The function $f$, defined on the set of ordered pairs of positive integers, satisfies the following properties: \begin{eqnarray*} f(x,x) & = & x, \\ f(x,y) & = & f(y,x), \quad \text{and} \\ (x + y) f(x,y) & = & yf(x,x + y). \end{eqnarray*} Calculate $f(14,52)$.

Solution

Since all of the function's properties contain a recursive definition except for the first one, we know that $f(x,x) = x$ in order to obtain an integer answer. So, we have to transform $f(14,52)$ to this form by exploiting the other properties. The second one doesn't help us immediately, so we will use the third one.

Note that

\[f(14,52) = f(14,14 + 38) = \frac {52}{38}f(14,38)\]

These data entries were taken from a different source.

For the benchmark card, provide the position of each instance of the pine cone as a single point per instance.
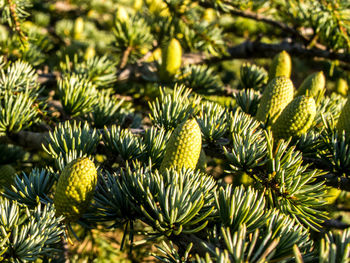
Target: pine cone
(277, 94)
(75, 188)
(295, 119)
(184, 147)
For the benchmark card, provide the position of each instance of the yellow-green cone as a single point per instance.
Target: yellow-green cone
(7, 176)
(202, 162)
(75, 188)
(295, 119)
(171, 60)
(277, 94)
(184, 147)
(281, 66)
(78, 28)
(314, 84)
(342, 87)
(344, 119)
(332, 195)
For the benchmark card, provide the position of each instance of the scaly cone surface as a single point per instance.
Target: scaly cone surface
(171, 60)
(281, 65)
(75, 189)
(184, 147)
(277, 94)
(295, 119)
(313, 85)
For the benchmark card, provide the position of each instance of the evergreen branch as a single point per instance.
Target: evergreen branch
(257, 49)
(261, 18)
(147, 71)
(17, 24)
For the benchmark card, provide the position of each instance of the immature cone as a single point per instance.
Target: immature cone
(78, 28)
(313, 85)
(7, 175)
(171, 60)
(184, 147)
(75, 188)
(295, 119)
(281, 66)
(277, 94)
(344, 119)
(202, 162)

Repeating the process several times, \begin{eqnarray*}f(14,52) & = f(14,14 + 38) = \frac {52}{38}f(14,38) \\ & = & \frac {52}{38}\times \frac {38}{24}f(14,14 + 24) = \frac {52}{24}f(14,24) \\ & = & \frac {52}{10}f(10,14) \\ & = & \frac {52}{10}\times \frac {14}{4}f(10,4) = \frac {91}{5}f(4,10) \\ & = & \frac {91}{3}f(4,6) \\ & = & 91f(2,4) \\ & = & 91\times 2 f(2,2) = 364. \end{eqnarray*}

Solution 2

Notice that $f(x,y) = \text{lcm}(x,y)$ satisfies all three properties:

Clearly, $\text{lcm}(x,x) = x$ and $\text{lcm}(x,y) = \text{lcm}(y,x)$.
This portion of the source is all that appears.